Accelerating Targeted Hard-Label Adversarial Attacks in Low-Query Black-Box Settings
Arjhun Swaminathan, Mete Akgün
TL;DR
The paper tackles the challenge of crafting targeted adversarial examples in hard-label black-box settings with very limited queries. It introduces Targeted Edge-Informed Attack (TEA), a two-stage method that first uses a Sobel-derived soft edge mask to perform a global, edge-preserving perturbation toward a source image, then refines locally with patch-based updates, delaying reliance on local decision-boundary geometry until necessary. TEA demonstrates substantial query efficiency and robustness across ImageNet models, achieving roughly 70% fewer queries than prior state-of-the-art methods to reach meaningful distance reductions, and further benefits from switching to CGBA-H in higher-query regimes. The approach underscores the value of leveraging intrinsic target-image structure (edges) for efficient hard-label attacks and offers practical implications for both attackers and defenders in real-world, low-query scenarios.
Abstract
Deep neural networks for image classification remain vulnerable to adversarial examples -- small, imperceptible perturbations that induce misclassifications.
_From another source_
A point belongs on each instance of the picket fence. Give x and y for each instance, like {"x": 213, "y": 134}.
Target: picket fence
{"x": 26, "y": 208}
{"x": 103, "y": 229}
In black-box settings, where only the final prediction is accessible, crafting targeted attacks that aim to misclassify into a specific target class is particularly challenging due to narrow decision regions. Current state-of-the-art methods often exploit the geometric properties of the decision boundary separating a source image and a target image rather than incorporating information from the images themselves. In contrast, we propose Targeted Edge-informed Attack (TEA), a novel attack that utilizes edge information from the target image to carefully perturb it, thereby producing an adversarial image that is closer to the source image while still achieving the desired target classification. Our approach consistently outperforms current state-of-the-art methods across different models in low query settings (nearly 70% fewer queries are used), a scenario especially relevant in real-world applications with limited queries and black-box access. Furthermore, by efficiently generating a suitable adversarial example, TEA provides an improved target initialization for established geometry-based attacks.